Chapter 32, Problem 1Q

Figure 32-19a shows a capacitor, with circular plates, that is being charged. Point a (near one of the connecting wires) and point b (inside the capacitor gap) are equidistant from the central axis, as are point c (not so near the wire) and point d (between the plates but outside the gap). In Fig. 32-19b, one curve gives the variation with distance r of the magnitude of the magnetic field inside and outside the wire. The other curve gives the variation with distance r of the magnitude of the magnetic field inside and outside the gap. The two curves partially overlap. Which of the three points on the curves correspond to which of the four points of Fig. 32-19a?

Figure 32-19 Question 1.

To determine

To find:

The three points on the curve in Fig 32.19 b corresponding to four points of Fig.32-19a.

Answer to Problem 1Q

Solution:

Point 1 on the curve corresponds to a, Pont 2 on the curve corresponds to b, and point 3 on the curve corresponds to c and d.

Explanation of Solution

1) Concept:

We can find the relation between magnetic field and distance from central axis from the formulae for magnetic field inside and outside the circular capacitor. Using this and analyzing the graph and the given figure, we can find the three points on the curve corresponding to four points of Fig.32-19a.

2) Formulae:

i) Inside a circular capacitor, magnetic field is

$B=\left(\frac{{\mu }_0{I}_d}{2\pi R^2}\right)r$

ii) Outside a circular capacitor, magnetic field is

$B=\left(\frac{{\mu }_0{I}_d}{2\pi r}\right)$

3) Given:

Figure 32-19a and 32-19b.

Points a and b are equidistant from the central axis. Also points c and d are equidistant from it.

4) Calculations:

The magnetic field at a point inside the capacitor is given by

$B=\left(\frac{{\mu }_0{I}_d}{2\pi R^2}\right)r$

It implies that $B\propto r$.

The curve on which point 2 is present satisfies this condition, and there is only one point inside the capacitor b.

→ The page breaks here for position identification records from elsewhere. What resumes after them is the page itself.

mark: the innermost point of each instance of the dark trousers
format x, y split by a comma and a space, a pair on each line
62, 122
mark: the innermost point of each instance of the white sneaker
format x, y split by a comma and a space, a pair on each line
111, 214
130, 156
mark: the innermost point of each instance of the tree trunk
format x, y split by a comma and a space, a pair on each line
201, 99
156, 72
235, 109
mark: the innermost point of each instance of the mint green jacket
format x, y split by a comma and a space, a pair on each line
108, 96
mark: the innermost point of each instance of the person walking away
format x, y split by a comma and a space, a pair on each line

Hence, point 2 corresponds to point b.

The magnetic field at a point outside the capacitor is given by

$B=\left(\frac{{\mu }_0{I}_d}{2\pi r}\right)$

It implies that $B\propto \frac{1}{r}$.

The points 1 and 3 are on the curves satisfies this relation.

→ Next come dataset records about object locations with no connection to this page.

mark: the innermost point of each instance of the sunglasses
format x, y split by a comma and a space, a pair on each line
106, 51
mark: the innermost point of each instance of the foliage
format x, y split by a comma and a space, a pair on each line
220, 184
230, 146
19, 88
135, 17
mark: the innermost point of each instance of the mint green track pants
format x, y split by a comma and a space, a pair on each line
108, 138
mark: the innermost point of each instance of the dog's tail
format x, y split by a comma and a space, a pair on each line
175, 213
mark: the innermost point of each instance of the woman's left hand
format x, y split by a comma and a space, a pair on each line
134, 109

Since point a and point b are equidistant, therefore we can say that point 1 corresponds to point a.

Remaining point 3 corresponds to points c and d.

Conclusion:

Inside a circular capacitor, the magnetic field is proportional to the distance from the center of the circular plate while outside the circular capacitor, it is inversely proportional the distance from the center of the circular plate.